Anhand seiner ganz unterschiedlichen Hauptfiguren erzählt der Autor hier recht amüsant über eine der großen ethnischen Fragen der Gesellschaft.
Meine Meinung zum Thema Verjüngung stand von vorne herein fest. Das Buch hat mich darin nur bestärkt, denn es argumentiert fast ausschließlich in eine Richtung.
Das Buch wirft interessante ethische Gedanken zum Thema auf, die viel Gesprächspotenzial bieten.
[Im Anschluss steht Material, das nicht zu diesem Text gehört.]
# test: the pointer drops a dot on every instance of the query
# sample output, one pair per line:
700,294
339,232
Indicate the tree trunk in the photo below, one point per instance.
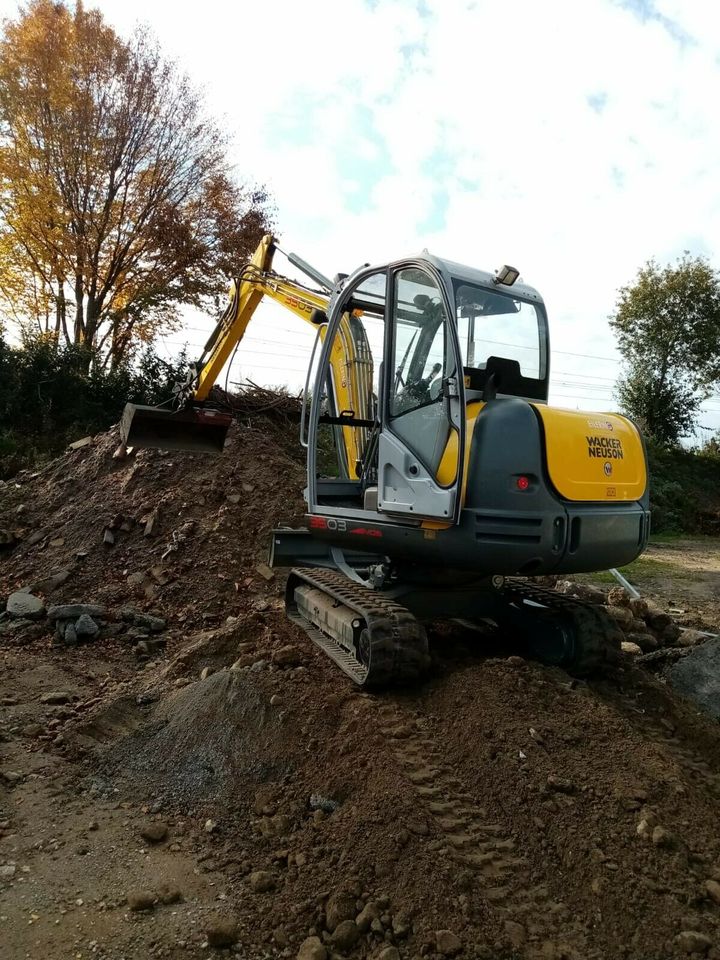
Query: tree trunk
79,331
Diese Gedanken wurden aber nicht kontrovers genug diskutiert.
Mir war es teilweise zu oberflächlich, der Blick zu sehr von außen auf die Protagonisten gerichtet. Auch war das Ende unbefriedigend, ohne Abschluss, irgendwie alles in der Schwebe.
Wer mehr zu diesem Thema lesen möchte, dem empfehle ich "Die Frau, die nicht alterte" von Grégoire Delacourt.
Hier werden, ohne wissenschaftlichen Hintergrund, alle Vor- und Nachteile des Nichtalterns wunderbar beschrieben.
Ein Medikament, das heilen soll, aber jünger macht. Unterschiedliche Menschen, die plötzlich vom Schicksal verbunden sind. Der Gedanke, wie eine Gesellschaft mit dem Verlust des Alterns umginge.
Alles in allem schlüssig und spannend.